Your table (256 8-bit entries) should contain the index of the LSB for each number in the range 0-255. You check each byte of your value and find the lowest non-zero byte, then use this value to lookup the real index.
This does require 256-bytes of memory, but if the speed of this function is so important then that 256-bytes is well worth it,
E.g.
byte lowestBitTable[256] = {
.... // left as an exercise for the reader to generate
};
unsigned GetLowestBitPos(unsigned value)
{
// note that order to check indices will depend whether you are on a big
// or little endian machine. This is for little-endian
byte* bytes = (byte*)value;
if (bytes[0])
return lowestBitTable[bytes[0]];
else if (bytes[1])
return lowestBitTable[bytes[1]] + 8;
else if (bytes[2])
return lowestBitTable[bytes[2]] + 16;
else
return lowestBitTable[bytes[3]] + 24;
}
Anytime you have a branch, the CPU has to guess which branch will be taken. The instruction pipe is loaded with the instructions that lead down the guessed path. If the CPU has guessed wrong then the instruction pipe gets flushed, and the other branch must be loaded.
Consider the simple while loop at the top. The guess will be to stay within the loop. It will be wrong at least once when it leaves the loop. This WILL flush the instruction pipe. This behavior is slightly better than guessing that it will leave the loop, in which case it would flush the instruction pipe on every iteration.
The amount of CPU cycles that are lost varies highly from one type of processor to the next. But you can expect between 20 and 150 lost CPU cycles.
The next worse group is where you think your going to save a few iterations by splitting the value in to smaller pieces and adding several more branches.
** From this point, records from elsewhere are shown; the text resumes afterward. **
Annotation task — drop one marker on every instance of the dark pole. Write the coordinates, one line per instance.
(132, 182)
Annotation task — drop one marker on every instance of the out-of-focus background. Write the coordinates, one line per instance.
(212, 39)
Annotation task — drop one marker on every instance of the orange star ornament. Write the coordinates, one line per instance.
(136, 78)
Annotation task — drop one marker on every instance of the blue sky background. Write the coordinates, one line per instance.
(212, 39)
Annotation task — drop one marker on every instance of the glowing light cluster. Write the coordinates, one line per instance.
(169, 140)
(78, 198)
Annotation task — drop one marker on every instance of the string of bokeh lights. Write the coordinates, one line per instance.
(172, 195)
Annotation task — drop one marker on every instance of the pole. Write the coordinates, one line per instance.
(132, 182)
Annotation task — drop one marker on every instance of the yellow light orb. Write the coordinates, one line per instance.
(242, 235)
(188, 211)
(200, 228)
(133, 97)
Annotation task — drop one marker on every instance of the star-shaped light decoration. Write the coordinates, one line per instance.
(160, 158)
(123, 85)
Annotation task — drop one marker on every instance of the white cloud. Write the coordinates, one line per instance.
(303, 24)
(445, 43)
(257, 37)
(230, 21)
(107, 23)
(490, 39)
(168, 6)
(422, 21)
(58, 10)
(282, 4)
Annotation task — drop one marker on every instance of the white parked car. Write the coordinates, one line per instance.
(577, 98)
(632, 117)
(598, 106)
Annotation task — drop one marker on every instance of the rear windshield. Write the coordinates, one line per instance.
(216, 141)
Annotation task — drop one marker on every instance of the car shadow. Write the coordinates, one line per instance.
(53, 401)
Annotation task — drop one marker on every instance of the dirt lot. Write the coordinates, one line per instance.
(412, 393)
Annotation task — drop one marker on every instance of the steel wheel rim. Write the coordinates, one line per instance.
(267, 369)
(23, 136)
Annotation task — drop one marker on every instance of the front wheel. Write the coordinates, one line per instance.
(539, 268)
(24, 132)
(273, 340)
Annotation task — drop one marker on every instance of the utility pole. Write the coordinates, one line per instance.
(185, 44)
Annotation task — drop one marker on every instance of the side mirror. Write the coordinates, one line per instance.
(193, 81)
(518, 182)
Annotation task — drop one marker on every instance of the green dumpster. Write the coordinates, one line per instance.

Each of these branches adds an additional opportunity to flush the instruction pipe and cost another 20 to 150 clock cycles.
Lets consider what happens when you look up a value in a table. Chances are the value is not currently in cache, at least not the first time your function is called. This means that the CPU gets stalled while the value is loaded from cache. Again this varies from one machine to the next. The new Intel chips actually use this as an opportunity to swap threads while the current thread is waiting for the cache load to complete. This could easily be more expensive than an instruction pipe flush, however if you are performing this operation a number of times it is likely to only occur once.
Clearly the fastest constant time solution is one which involves deterministic math. A pure and elegant solution.
My apologies if this was already covered.
Every compiler I use, except XCODE AFAIK, has compiler intrinsics for both the forward bitscan and the reverse bitscan. These will compile to a single assembly instruction on most hardware with no Cache Miss, no Branch Miss-Prediction and No other programmer generated stumbling blocks.
For Microsoft compilers use _BitScanForward & _BitScanReverse.
For GCC use __builtin_ffs, __builtin_clz, __builtin_ctz.
Additionally, please refrain from posting an answer and potentially misleading newcomers if you are not adequately knowledgeable about the subject being discussed.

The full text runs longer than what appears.